Neighbors say Wall St. night traffic worsens

By Brooke Edwards

In addition to dealing with a slew of construction projects and a constantly fluctuating security zone, some Financial District residents say navigating the neighborhood’s narrow streets and sidewalks is being increasingly complicated by local event venues, which take advantage of a lack of police patrol and make their own rules when it comes to parking and street or sidewalk closures.

“The whole area down there, on Wall St. and William St. and Hanover Square, it’s a mess,” said Robert Gould, who lives at 3 Hanover Square.

Gould, president of the First Precinct Community Council, said these streets are frequently blocked by lines of black cars waiting to pick up customers from places such as Cipriani and Bayard’s. Gould was quick to say, “They’re great institutions. They generate a lot of income for the area.” But he also said that these businesses lay down their own cones to block sidewalks, divert traffic and create parking wherever they wish, which exacerbates the problems caused by the New York Stock Exchange security zone.

Since Wall St. has been under construction, Gould said that when there is a big event at Cipriani, they often block William St. with cones.

Gould said they’re getting away with it. “There is no traffic agent in that area at that time of night,” he said. “They need to hire night people like they do all over the city.”

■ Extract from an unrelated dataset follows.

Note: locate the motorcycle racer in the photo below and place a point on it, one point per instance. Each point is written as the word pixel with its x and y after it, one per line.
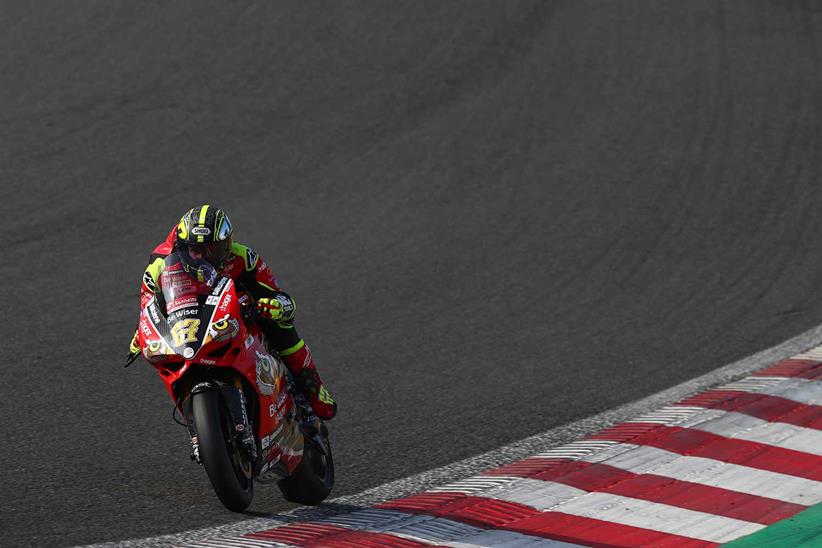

Dep. Inspector Anthony Bologna, commander of the First Precinct, said police have responded to complaint calls about parking and disturbances from honking horns in the area, but acknowledged a shortage of available patrol staff during a community council meeting last month. The problem, he said, is that, “The residents are increasing faster than police personnel.” He said, “It is no longer the case that the community and businesses down there shut down at seven o’clock.” Bologna asked community members to write letters, requesting increased funding and staffing for the First Precinct, saying, “We need help.”

During a phone interview Monday, Bologna said they have been monitoring the situation, but that there haven’t been any major events at Cipriani in the past few weeks.

When asked about allegations that they were blocking off sidewalks and causing congestion on the streets surrounding Cipriani a spokesperson said, “It’s a problem all over the city. There’s nothing we can do about it.”

Bayard’s did not respond to requests for comment.

Julie Menin, chairperson of Community Board 1 and a resident of the area herself, said she has not personally heard any complaints about the event venues, but said, “It’s very, very difficult to navigate down there.” She said C.B. 1 would definitely look into the situation if it continues to be a problem.